行番号を表示した方が分かりやすいため、tibble::rowid_to_column()
で行番号を列名にしています。
(こちらの記事と同じデータを用います。)
library(dplyr)
library(tibble)
library(tidyr)
iris
# 行番号を列名に
iris_tbl <- iris %>% as_tibble() %>% rowid_to_column("id")
iris_tbl
# # A tibble: 150 x 6
# id Sepal.Length Sepal.Width Petal.Length Petal.Width Species
# <int> <dbl> <dbl> <dbl> <dbl> <fct>
# 1 1 5.1 3.5 1.4 0.2 setosa
# 2 2 4.9 3 1.4 0.2 setosa
anscombe
anscombe_tbl <- anscombe %>% as_tibble() %>% rowid_to_column("id")
anscombe_tbl
# # A tibble: 11 x 9
# id x1 x2 x3 x4 y1 y2 y3 y4
# <int> <dbl> <dbl> <dbl> <dbl> <dbl> <dbl> <dbl> <dbl>
# 1 1 10 10 10 8 8.04 9.14 7.46 6.58
# 2 2 8 8 8 8 6.95 8.14 6.77 5.76
主にmutate()やfilter()を補助するもの
row_number(), min_rank(), dense_rank(), percent_rank(), cume_dist(), ntile():順位計算
順位(昇順の順位)を計算する関数です。
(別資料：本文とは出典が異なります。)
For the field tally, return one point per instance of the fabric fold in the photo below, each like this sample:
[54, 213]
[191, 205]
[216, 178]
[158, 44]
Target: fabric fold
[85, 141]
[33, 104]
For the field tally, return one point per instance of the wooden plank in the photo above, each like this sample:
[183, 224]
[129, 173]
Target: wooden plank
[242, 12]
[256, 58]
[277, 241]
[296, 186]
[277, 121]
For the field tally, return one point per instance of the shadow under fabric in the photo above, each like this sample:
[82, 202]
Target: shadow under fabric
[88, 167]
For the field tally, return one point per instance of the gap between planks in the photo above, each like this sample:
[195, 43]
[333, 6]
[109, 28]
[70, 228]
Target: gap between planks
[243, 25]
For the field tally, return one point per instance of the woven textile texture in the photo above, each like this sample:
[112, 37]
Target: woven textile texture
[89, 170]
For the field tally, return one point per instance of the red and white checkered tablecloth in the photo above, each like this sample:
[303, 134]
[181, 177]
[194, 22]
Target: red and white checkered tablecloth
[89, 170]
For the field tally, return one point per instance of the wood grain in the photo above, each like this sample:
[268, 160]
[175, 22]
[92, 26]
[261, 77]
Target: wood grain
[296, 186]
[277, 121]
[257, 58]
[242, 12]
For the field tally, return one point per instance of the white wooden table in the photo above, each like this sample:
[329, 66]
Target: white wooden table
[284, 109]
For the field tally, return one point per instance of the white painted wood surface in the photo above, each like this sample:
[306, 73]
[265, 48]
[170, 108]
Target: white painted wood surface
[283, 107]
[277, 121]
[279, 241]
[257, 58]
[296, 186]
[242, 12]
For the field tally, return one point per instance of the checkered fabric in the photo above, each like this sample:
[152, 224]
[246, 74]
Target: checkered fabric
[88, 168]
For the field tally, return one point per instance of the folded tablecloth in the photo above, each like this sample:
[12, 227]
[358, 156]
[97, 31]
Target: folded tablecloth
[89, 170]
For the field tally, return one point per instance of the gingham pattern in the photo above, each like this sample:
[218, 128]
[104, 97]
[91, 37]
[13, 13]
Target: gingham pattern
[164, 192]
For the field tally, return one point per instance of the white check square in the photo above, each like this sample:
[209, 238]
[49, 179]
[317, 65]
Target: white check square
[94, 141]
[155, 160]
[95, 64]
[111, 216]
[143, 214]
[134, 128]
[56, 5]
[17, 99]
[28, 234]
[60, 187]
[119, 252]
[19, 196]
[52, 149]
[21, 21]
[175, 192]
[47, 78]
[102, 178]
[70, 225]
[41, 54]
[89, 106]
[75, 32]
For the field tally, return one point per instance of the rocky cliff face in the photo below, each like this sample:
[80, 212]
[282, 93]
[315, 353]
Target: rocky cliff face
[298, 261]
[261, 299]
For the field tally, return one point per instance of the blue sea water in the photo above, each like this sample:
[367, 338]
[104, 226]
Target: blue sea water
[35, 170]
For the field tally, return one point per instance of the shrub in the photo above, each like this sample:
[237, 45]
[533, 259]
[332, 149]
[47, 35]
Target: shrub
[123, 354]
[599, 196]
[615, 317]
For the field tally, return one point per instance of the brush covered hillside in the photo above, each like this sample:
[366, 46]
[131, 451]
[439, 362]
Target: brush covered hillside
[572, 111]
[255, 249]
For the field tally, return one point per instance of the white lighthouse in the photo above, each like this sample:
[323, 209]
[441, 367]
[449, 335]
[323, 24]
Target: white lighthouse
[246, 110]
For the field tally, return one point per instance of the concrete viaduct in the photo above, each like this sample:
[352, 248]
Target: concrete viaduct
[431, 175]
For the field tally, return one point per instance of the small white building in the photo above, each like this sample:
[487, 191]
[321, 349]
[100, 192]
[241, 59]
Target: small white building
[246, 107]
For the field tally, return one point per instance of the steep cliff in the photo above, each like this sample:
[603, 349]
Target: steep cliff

グループ化しておくと、グループごとの順位になります。
引数なしでrow_number()
とすると、行の通し番号になります。
# row_number()
iris_tbl %>%
mutate(row = row_number())
# A tibble: 150 x 7
# id Sepal.Length Sepal.Width Petal.Length Petal.Width Species row
# <int> <dbl> <dbl> <dbl> <dbl> <fct> <int>
# 1 1 5.1 3.5 1.4 0.2 setosa 1
# 2 2 4.9 3 1.4 0.2 setosa 2
# 3 3 4.7 3.2 1.3 0.2 setosa 3
# 4 4 4.6 3.1 1.5 0.2 setosa 4
# 5 5 5 3.6 1.4 0.2 setosa 5
# 6 6 5.4 3.9 1.7 0.4 setosa 6
# 7 7 4.6 3.4 1.4 0.3 setosa 7
# 8 8 5 3.4 1.5 0.2 setosa 8
# 9 9 4.4 2.9 1.4 0.2 setosa 9
# 10 10 4.9 3.1 1.5 0.1 setosa 10
# # ... with 140 more rows
iris_tbl %>%
group_by(Species) %>%
mutate(row = row_number()) %>%
slice_head(n = 5)
# # A tibble: 15 x 7
# # Groups: Species [3]
# id Sepal.Length Sepal.Width Petal.Length Petal.Width Species row
# <int> <dbl> <dbl> <dbl> <dbl> <fct> <int>
# 1 1 5.1 3.5 1.4 0.2 setosa 1
# 2 2 4.9 3 1.4 0.2 setosa 2
# 3 3 4.7 3.2 1.3 0.2 setosa 3
# 4 4 4.6 3.1 1.5 0.2 setosa 4
# 5 5 5 3.6 1.4 0.2 setosa 5
# 6 51 7 3.2 4.7 1.4 versicolor 1
# 7 52 6.4 3.2 4.5 1.5 versicolor 2
# 8 53 6.9 3.1 4.9 1.5 versicolor 3
# 9 54 5.5 2.3 4 1.3 versicolor 4
# 10 55 6.5 2.8 4.6 1.5 versicolor 5
# 11 101 6.3 3.3 6 2.5 virginica 1
# 12 102 5.8 2.7 5.1 1.9 virginica 2
# 13 103 7.1 3 5.9 2.1 virginica 3
# 14 104 6.3 2.9 5.6 1.8 virginica 4
# 15 105 6.5 3 5.8 2.2 virginica 5
引数を指定すると、row_number()
は、引数の昇順に並び換えたときの行番号(同順位でも別番号)になります。
min_rank()
とdense_rank()
は順位(同順位は同じ番号)で、dense_rank()
は番号が飛ばない順位になります。percent_rank()
は、min_rank()
を0から1の範囲に変換したもの、cume_dist()
は、累積密度です。ntile()
は、引数の順にn個のクラスに分けたときのクラスの番号です。
desc()
関数を使うと、降順の順位が計算できます。
R Documentation の記載から引用:
-
row_number()
: equivalent to rank(ties.method = "first") -
min_rank()
: equivalent to rank(ties.method = "min") -
dense_rank()
: like min_rank(), but with no gaps between ranks -
percent_rank()
: a number between 0 and 1 computed by rescaling min_rank to [0, 1] -
cume_dist()
: a cumulative distribution function. Proportion of all values less than or equal to the current rank. -
ntile()
: a rough rank, which breaks the input vector into n buckets. The size of the buckets may differ by up to one, larger buckets have lower rank.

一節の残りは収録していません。